Menurut Alya, dengan menggunungnya sampah selama kegiatan operasional posko berlangsung menjadi dorongan untuk mengajak rekannya mulai memilah dan mengolah sampah tersebut. Terlebih karena banyaknya barang bantuan/sumbangan/donasi serta sampah yang dihasilkan. Ditambah lagi ukuran posko yang cukup sempit, membuat Alya terpikir kenapa tidak mulai memilah dan merapihkan sampah-sampah yang berserakan begitu saja, dan lalu membawa, mengolah, serta memanfaatkannya di Gazebo Bank Sampah Katarsis milik kaum muda dan Karang Taruna Krendang. Sampah kemasan yang dihasilkan mayoritas terdiri dari bekas kotak nasi, kardus, dan sampah plastik air minum kemasan, dan plastik kemasan pembungkus barang-barang. Pemilahan dilakukan di sudut posko bantuan dan respon, yang kemudian diangkut ke area Gazebo Katarsis yang merupakan posko Bank Sampah Kaum Muda Krendang. Dengan begitu, pada saat di Gazebo Katarsis, sampah sudah dipilah dan sudah dalam kondisi bersih, siap olah, dan siap jual ke pelaku bank sampah lain (untuk jenis-jenis sampah yang belum bisa diolah sendiri oleh Bank Sampah Katarsis).

Kesan yang Alya rasakan selama pengalamannya respons di posko bersama rekan kaum muda lain dan juga kakak karang taruna adalah seru dan mengasyikkan. Berbekal ilmu pengetahuan dan pelatihan yang salah satunya diperoleh selama pendampingan bersama Plan Indonesia dan YKRI melalui program Urban Nexus (baik mengenai kebencanaan dan bank sampah), Alya dan kaum muda lainnya bisa menghasilkan ide-ide menarik dalam aktivitas keseharian mereka. Alya menyampaikan, semuanya dimulai dari beberapa pelatihan, seperti pelatihan pengelolaan jenis-jenis sampah dalam program Urban Nexus, berbagi tentang sampah menjadi berkah, sampah menjadi rupiah, dan pengetahuan lainnya tentang bagaimana manfaat yang bisa dihasilkan jika kita mau untuk memulai pilah dan olah sampah. Terlebih, jika kita bisa mencegah sampahnya untuk lingkungan yang lebih baik.

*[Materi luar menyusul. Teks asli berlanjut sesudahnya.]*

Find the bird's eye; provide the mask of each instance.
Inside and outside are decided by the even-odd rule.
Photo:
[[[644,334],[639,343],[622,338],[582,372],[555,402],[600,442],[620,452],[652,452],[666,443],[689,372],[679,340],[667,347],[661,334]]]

Proses tersebut, menurut Alya, bukan tanpa tantangan karena masih ada juga penentangan dari beberapa orang yang menyampaikan hal-hal seperti, “Ngapain, sih, Lu nggituin sampah begitu, ribet amat”. Namun, Alya dan kaum muda lain menanggapinya dengan santai dan dengan nada bercanda, seperti,“Ya iyalah, masak kita anak bank sampah terus ngeliat sampah biasa aja, diem aja. Apa dong gunanya punya nama anak bank sampah kalo ngeliat sampah di mana-mana masih diem aja”. Semua itu justru membangkitkan semangat Alya dan kaum muda lain tetap terjaga, serta terus berupaya memberikan manfaat kepada masyarakat dan lingkungan. Terlebih, menurut Alya, dalam situasi respons bencana, otomatis akan menghasilkan lebih banyak sampah. Jika tidak dikelola atau dibiarkan begitu saja, maka sampah akan menumpuk dan berdampak lebih buruk pada lingkungan di kemudian hari, dan menjadi sebab terjadinya bencana lainnya.